“Because the power to control the pipeline actually trumps the power to create, it brings with it the power to undermine the revolutionary power of the Internet itself,” said Christopher Keyser, WGA-W president, in front of Senate Judiciary Committee
Warning that a deal for DirecTV gives AT&T too much power to stifle the Internet's growth as a cable alternative, Christopher Keyser, the president of the Writers Guild of America West, on Tuesday urged members of a panel of the Senate Judiciary Committee to do all they can to kill it.
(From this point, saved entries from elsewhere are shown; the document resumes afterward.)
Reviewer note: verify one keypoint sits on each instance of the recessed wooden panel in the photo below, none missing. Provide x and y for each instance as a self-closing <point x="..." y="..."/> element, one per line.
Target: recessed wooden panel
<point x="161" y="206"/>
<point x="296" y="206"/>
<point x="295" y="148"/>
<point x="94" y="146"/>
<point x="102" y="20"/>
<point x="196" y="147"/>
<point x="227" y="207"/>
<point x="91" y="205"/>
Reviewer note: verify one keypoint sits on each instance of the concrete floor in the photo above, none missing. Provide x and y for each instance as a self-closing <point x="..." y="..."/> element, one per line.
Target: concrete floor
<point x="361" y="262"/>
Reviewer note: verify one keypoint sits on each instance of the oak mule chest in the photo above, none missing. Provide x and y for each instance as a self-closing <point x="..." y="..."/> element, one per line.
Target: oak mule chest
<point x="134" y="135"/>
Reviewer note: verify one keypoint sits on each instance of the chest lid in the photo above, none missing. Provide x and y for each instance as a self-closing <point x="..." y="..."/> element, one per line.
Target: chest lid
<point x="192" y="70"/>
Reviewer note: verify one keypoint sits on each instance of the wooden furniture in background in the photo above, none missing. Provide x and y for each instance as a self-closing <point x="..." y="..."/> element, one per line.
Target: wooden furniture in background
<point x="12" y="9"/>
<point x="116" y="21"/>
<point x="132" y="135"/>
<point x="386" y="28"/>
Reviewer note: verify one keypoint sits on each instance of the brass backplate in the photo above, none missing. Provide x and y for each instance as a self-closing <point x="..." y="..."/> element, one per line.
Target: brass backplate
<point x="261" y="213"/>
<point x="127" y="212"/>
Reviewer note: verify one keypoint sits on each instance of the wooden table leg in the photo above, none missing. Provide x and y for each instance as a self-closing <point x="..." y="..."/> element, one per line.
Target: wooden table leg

“Because the power to control the pipeline actually trumps the power to create, it brings with it the power to undermine the revolutionary power of the internet itself,” Keyser told senators. He said that AT&T's deal together with Comcast's for Time Warner Cable would give two companies more than 50 percent of cable and web subscribers and both the power and the incentive to restrict new web competitors like Amazon and Neflix.
“Nothing has the power and reach of television, but two decades of mergers have reduced the once vibrant market,” he said. “Into that world has come the Internet, opening up the possibility of enormous new content and creative, a host of new voices. Potentially this is the most exciting time for audiences and writers.
“It is no accident that a flurry of mergers is occurring in response to the potential democratization of the entertainment industry,” added Keyser. He said the deal could quickly lead to AT&T moving to prioritize the content of its partners at the expense of new competition.
Keyser's comments came as top officials of AT&T and DirecTV defend the $45 billion deal to both the Senate panel and to one from the House Judiciary Committee.
AT&T President-CEO Randall L. Stephenson told the Senate panel that the merger combines “complimentary assets.” He said the deal could reduce programming costs and turn cable services into a profitable business for AT&T.
“You are not going to have the significant overlap of responsibilities like you do in a traditional merger,” he said, noting that in 75 percent of the country AT&T and DirecTV do not compete for customers.
DirecTV Chairman-CEO Michael D. White told both committees that the deal is part of an evolution of the entertainment industry that reflects the need to offer bundles to consumers.
The panels also heard an official from the American Cable Association urge the Justice Department and the Federal Communications Commission to impose conditions on the deal to ensure smaller cable companies can compete fairly for programming.
Legislators at both hearings expressed some skepticism that the cost savings that the companies have been touting as a reason for the deal will ever pass to the company's customers.
“I have seen this show before,” said Sen. Richard Blumenthal, D-Conn. “I am skeptical.”
Sen. Al Franken, D-Minn., questioned why AT&T was spending money to buy DirecTV rather than using the money to compete by expanding the reach of its broadband connections and questioned whether the deal would offer any benefit to cable customers .
In the House, Judiciary Committee Chairman Bob Goodlatte, R-Va., didn't have as strong a reaction. ”It has been demonstrated repeatedly that a free and competitive marketplace yields lower prices, greater innovation, increased investment, and better services,” he said. We should strive to ensure that proposed transactions result in enhanced competitive marketplaces so that the attendant benefits continue to run to consumers.”
Congress has no formal authority to approve or halt the merger. That responsibility lies with the FCC and the Justice Department's antitrust division.